Hi all i recentley bought a phenom II x2 560 be and everytime it boots on m4a78lt-m it says "unlock all cores press 4" so i finally thought ok pushed 4 on boot and there you go. checked cpu-z and its showing amd phenom II x4 b60. now my question probebly a stupid one but i dont understand these things my motherboard supports a cpu upto 125w but on cpu-z it says max tdp 143w is that the same thing or am i getting mixed up if they are the same am i doing damage?? by running it at 143w when my mobo only supports 125w or are they 2 completlty different things?


----------



## Wrench97 (May 10, 2008)

Actually it only supports CPU's up to 95w not 125w > ASUSTeK Computer Inc. - Motherboards- ASUS M4A78LT-M LE.
Also the x2 560 is not on the support list.

Running it on 4 cores at 3.3ghz will pull heavily on the CPU voltage regulators when the CPU is loaded up.


----------



## jimbo42 (May 12, 2011)

that maybe because you miss read what i said im not using the LE version of the motherboard

AMD Socket AM3 ;Phenom™ II/Athlon™ II/Sempron™ 100 Series Processors 
Support 45nm CPU 
Support CPU up to 125W 
Support Cool 'n' Quiet™ Technology 

ASUSTeK Computer Inc. - Motherboards- ASUS M4A78LT-M


----------



## Wrench97 (May 10, 2008)

I missed the LE, it'll still pull heavily on the CPU regulators, that's why the bigger boards use the 8 pin CPU power connector.


----------



## WOLFMAN1966 (Sep 2, 2006)

umm, my computer has the LE.....so, which processor would be best to upgrade to.

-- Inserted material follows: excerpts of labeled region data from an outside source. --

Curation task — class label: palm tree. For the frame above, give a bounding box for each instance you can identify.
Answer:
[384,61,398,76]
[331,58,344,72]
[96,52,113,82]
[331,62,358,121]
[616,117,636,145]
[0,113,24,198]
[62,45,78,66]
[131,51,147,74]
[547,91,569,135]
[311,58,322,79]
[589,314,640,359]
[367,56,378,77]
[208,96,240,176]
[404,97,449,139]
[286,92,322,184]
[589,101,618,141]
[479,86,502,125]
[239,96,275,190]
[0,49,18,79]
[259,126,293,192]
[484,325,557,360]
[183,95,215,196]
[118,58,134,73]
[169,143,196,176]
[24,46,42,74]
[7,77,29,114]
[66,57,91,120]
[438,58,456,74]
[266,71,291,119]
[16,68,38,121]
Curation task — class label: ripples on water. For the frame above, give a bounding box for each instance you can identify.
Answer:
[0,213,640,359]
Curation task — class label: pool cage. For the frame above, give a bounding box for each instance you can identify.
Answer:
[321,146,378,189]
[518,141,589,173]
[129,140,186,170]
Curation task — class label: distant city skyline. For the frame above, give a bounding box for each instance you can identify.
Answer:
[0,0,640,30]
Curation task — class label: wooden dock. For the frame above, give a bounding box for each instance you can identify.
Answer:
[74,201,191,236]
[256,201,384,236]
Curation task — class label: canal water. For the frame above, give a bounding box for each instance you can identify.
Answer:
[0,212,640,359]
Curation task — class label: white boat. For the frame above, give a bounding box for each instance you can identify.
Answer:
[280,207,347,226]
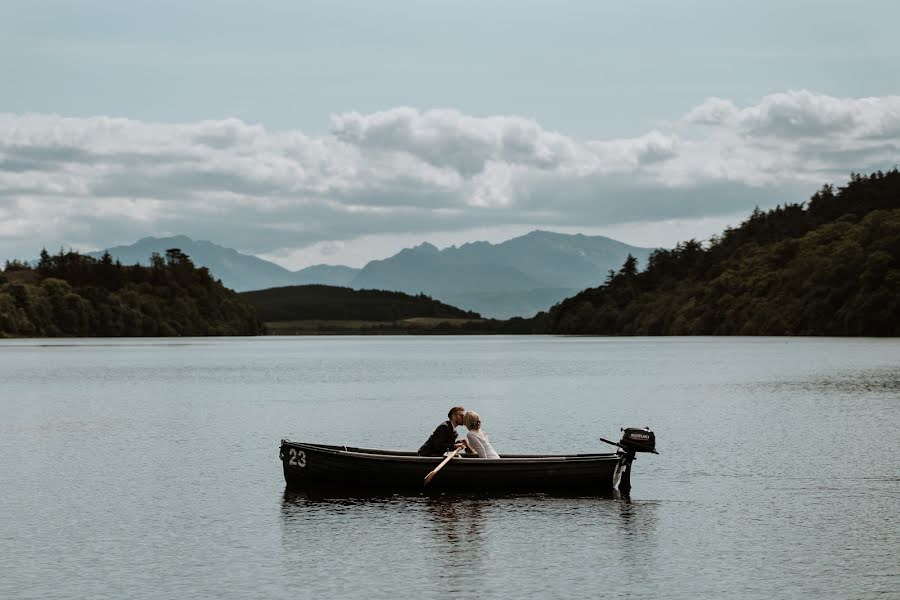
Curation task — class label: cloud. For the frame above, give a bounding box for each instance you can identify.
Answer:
[0,91,900,257]
[685,90,900,140]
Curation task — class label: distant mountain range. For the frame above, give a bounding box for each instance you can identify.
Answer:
[88,235,359,292]
[91,231,653,318]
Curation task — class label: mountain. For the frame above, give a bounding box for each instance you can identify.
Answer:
[88,235,359,292]
[349,231,652,318]
[89,231,651,318]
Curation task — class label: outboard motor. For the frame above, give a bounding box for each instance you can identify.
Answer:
[619,427,659,454]
[600,427,659,494]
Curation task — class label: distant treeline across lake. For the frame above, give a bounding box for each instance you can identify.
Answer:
[0,168,900,337]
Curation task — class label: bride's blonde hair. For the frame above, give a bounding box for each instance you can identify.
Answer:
[463,411,481,430]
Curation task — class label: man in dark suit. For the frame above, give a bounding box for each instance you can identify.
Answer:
[417,406,469,456]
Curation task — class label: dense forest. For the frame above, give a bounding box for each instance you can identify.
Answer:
[0,248,263,337]
[548,168,900,336]
[240,285,481,321]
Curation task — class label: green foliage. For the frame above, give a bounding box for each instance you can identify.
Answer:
[547,169,900,336]
[0,248,263,337]
[240,285,480,321]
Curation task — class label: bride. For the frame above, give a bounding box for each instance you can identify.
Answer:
[463,411,500,458]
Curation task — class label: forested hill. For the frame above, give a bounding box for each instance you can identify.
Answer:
[241,285,479,321]
[0,248,263,337]
[549,168,900,336]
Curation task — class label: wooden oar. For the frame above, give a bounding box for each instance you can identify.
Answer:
[425,446,465,485]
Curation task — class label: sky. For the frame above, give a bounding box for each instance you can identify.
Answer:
[0,0,900,269]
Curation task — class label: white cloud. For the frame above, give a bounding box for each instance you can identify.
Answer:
[0,91,900,259]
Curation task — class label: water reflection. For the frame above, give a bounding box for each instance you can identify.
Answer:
[425,495,491,552]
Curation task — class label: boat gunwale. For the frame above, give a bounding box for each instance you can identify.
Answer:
[281,439,620,465]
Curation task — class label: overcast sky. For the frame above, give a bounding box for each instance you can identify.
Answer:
[0,0,900,268]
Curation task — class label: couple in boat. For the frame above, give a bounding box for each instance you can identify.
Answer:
[417,406,500,458]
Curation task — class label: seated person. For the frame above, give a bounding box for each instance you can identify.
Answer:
[416,406,472,456]
[463,411,500,458]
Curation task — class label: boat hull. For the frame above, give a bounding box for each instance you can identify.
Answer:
[280,440,623,492]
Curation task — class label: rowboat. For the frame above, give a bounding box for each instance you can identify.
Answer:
[279,428,658,493]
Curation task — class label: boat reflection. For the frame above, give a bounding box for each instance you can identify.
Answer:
[280,488,657,595]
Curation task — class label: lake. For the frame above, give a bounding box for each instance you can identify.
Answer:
[0,336,900,599]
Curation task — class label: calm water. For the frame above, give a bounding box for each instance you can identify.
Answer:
[0,337,900,599]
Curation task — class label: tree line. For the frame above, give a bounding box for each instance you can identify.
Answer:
[547,168,900,336]
[0,248,264,337]
[240,284,481,321]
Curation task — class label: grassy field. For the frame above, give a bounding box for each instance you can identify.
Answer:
[265,317,483,335]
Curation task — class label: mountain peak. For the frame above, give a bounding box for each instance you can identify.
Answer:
[411,242,440,254]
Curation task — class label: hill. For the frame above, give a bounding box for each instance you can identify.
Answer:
[548,169,900,336]
[88,231,651,318]
[349,231,652,318]
[87,235,359,291]
[0,249,263,337]
[240,285,481,322]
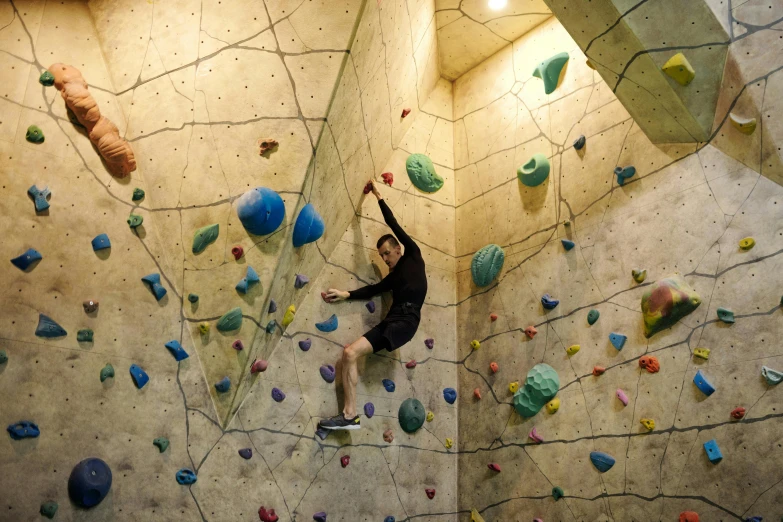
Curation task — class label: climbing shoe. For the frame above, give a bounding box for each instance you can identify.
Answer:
[318,413,362,430]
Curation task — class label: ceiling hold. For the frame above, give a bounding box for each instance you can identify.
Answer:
[435,0,552,80]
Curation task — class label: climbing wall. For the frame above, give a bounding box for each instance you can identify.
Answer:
[454,14,783,521]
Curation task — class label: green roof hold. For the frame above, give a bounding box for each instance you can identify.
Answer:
[405,154,443,192]
[517,154,549,187]
[533,53,568,94]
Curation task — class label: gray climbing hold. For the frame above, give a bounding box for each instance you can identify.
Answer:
[92,234,111,252]
[215,376,231,393]
[11,248,43,270]
[217,307,242,332]
[35,314,68,337]
[141,273,167,301]
[193,223,220,254]
[27,185,52,212]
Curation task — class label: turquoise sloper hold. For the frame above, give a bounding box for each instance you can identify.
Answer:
[193,223,220,254]
[35,314,68,337]
[470,244,506,286]
[517,153,549,187]
[293,203,324,247]
[533,53,568,94]
[405,154,443,192]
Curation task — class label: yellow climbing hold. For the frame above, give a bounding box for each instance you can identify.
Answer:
[729,112,756,134]
[662,53,696,85]
[283,305,296,322]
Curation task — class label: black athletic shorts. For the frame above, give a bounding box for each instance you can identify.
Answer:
[364,303,421,353]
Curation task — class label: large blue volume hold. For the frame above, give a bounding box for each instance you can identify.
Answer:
[293,203,324,247]
[237,187,285,236]
[166,339,188,361]
[68,458,111,507]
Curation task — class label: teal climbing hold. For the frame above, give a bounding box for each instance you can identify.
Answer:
[35,314,68,337]
[517,153,550,187]
[193,223,220,254]
[533,52,568,94]
[470,244,506,286]
[405,154,443,192]
[217,307,242,332]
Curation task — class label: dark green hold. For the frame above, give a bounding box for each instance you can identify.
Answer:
[152,437,169,453]
[38,71,57,87]
[41,498,60,519]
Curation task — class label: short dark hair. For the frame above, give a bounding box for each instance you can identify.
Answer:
[375,234,400,248]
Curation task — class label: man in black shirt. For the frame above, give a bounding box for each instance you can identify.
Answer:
[319,181,427,430]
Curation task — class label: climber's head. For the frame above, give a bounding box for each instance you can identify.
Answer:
[376,234,402,270]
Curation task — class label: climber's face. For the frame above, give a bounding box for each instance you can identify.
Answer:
[378,240,402,270]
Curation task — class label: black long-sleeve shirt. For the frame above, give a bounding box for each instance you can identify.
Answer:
[350,199,427,308]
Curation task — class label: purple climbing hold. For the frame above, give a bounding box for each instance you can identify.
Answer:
[272,388,285,402]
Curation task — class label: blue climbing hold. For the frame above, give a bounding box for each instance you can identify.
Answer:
[141,273,166,301]
[693,370,715,397]
[68,458,111,507]
[609,332,628,352]
[293,203,324,247]
[237,187,285,236]
[27,185,52,212]
[541,294,560,310]
[215,377,231,393]
[11,248,43,270]
[590,451,615,473]
[130,364,150,389]
[166,339,188,361]
[92,234,111,252]
[315,314,337,332]
[176,468,198,486]
[614,167,636,187]
[35,314,68,337]
[704,439,723,464]
[6,421,41,440]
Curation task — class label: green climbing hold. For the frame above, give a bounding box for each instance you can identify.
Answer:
[517,154,549,187]
[152,437,169,453]
[24,125,45,143]
[38,71,56,85]
[533,53,568,94]
[397,399,427,433]
[405,154,443,192]
[128,214,144,228]
[217,307,242,332]
[193,223,220,254]
[101,364,114,382]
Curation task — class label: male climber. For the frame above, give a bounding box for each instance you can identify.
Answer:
[319,181,427,430]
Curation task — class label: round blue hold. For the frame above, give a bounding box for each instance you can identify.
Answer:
[237,187,285,236]
[68,458,111,507]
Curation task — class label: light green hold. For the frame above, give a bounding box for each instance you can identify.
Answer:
[193,223,220,254]
[217,307,242,332]
[533,53,568,94]
[517,154,549,187]
[405,154,443,192]
[24,125,45,143]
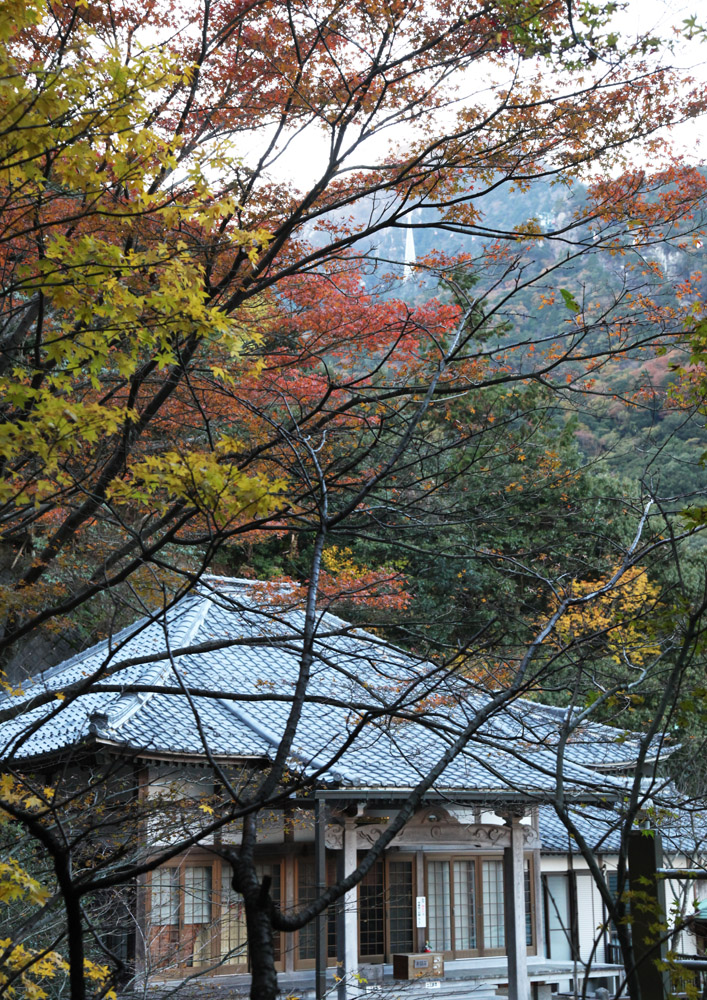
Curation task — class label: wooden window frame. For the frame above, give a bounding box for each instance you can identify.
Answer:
[424,851,537,961]
[145,851,289,979]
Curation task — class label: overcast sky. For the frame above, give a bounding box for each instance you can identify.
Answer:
[262,0,707,186]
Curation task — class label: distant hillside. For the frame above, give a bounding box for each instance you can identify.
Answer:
[338,181,707,496]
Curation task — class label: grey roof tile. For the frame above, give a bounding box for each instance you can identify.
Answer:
[0,581,635,797]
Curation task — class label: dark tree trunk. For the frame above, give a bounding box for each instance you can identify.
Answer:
[245,885,278,1000]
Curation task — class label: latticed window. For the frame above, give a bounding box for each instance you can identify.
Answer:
[387,861,415,954]
[297,859,336,961]
[427,861,452,951]
[454,861,476,951]
[482,861,506,948]
[149,860,282,973]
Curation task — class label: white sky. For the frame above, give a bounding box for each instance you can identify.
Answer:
[262,0,707,186]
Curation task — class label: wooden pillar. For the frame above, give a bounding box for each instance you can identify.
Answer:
[314,799,328,1000]
[336,817,361,1000]
[503,813,530,1000]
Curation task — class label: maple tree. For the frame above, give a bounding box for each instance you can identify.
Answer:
[0,0,705,1000]
[0,0,702,649]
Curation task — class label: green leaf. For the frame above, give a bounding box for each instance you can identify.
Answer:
[560,288,580,313]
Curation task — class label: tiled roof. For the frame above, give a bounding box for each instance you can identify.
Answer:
[538,789,707,867]
[0,579,635,799]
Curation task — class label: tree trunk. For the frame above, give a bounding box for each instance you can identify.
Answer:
[245,879,278,1000]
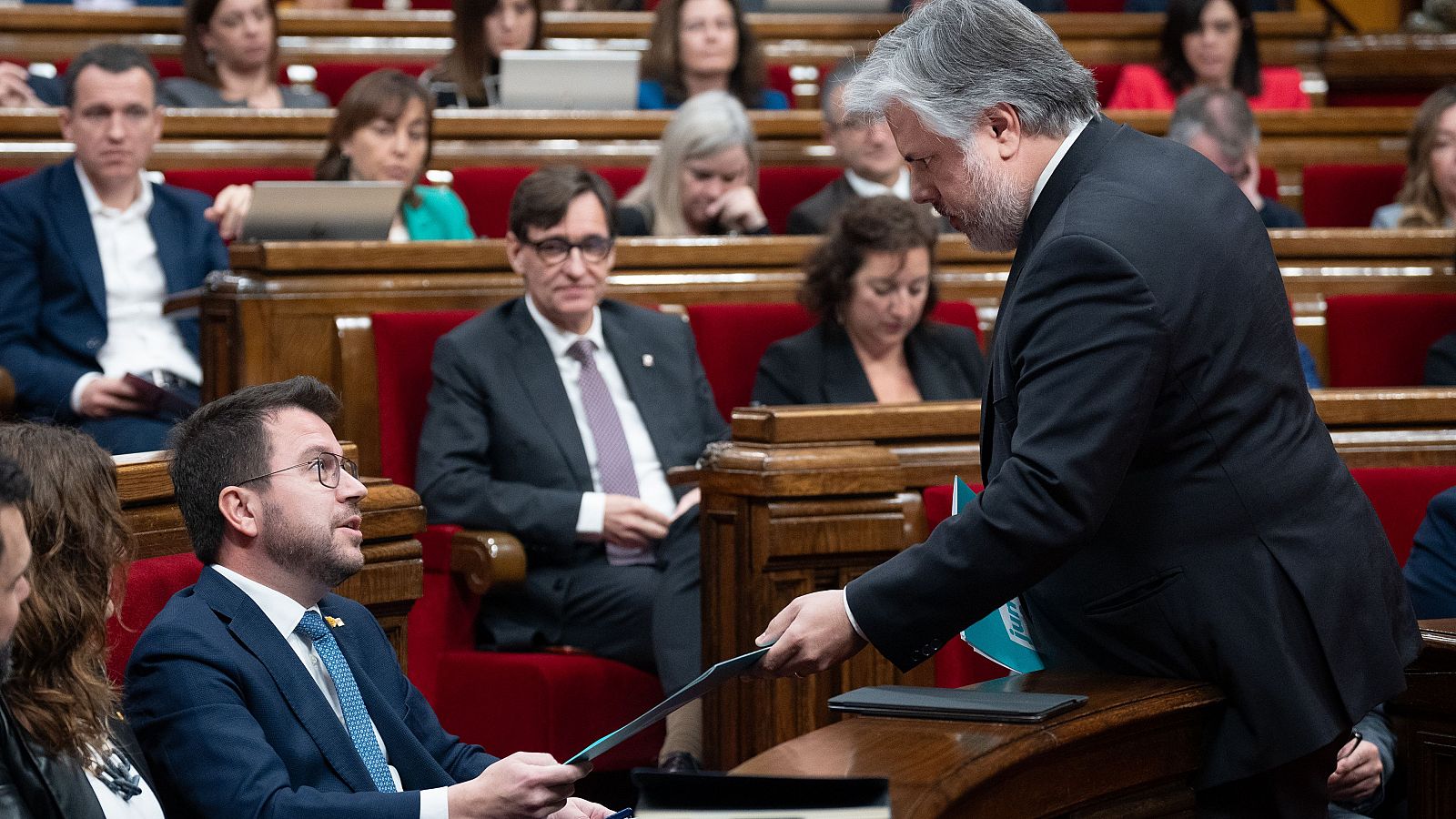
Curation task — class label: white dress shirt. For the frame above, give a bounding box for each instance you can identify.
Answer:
[71,162,202,412]
[213,564,450,819]
[526,294,677,538]
[844,167,910,201]
[86,751,165,819]
[844,119,1090,640]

It currently is running with a Phenom II x2, 220


----------



## Wrench97 (May 10, 2008)

Use the CPU support list > ASUSTeK Computer Inc. - Motherboards- ASUS M4A78LT-M LE

The 95w Phenom II x4 955 will work,if you can find it(I've only seen it in OEM PC's).

If not the The 95w x4 945> Newegg.com - AMD Phenom II X4 945 Deneb 3.0GHz 4 x 512KB L2 Cache 6MB L3 Cache Socket AM3 95W Quad-Core Desktop Processor HDX945WFGMBOX 

The Black Edition of either are 125w your board recommends a maximum of 95w.


----------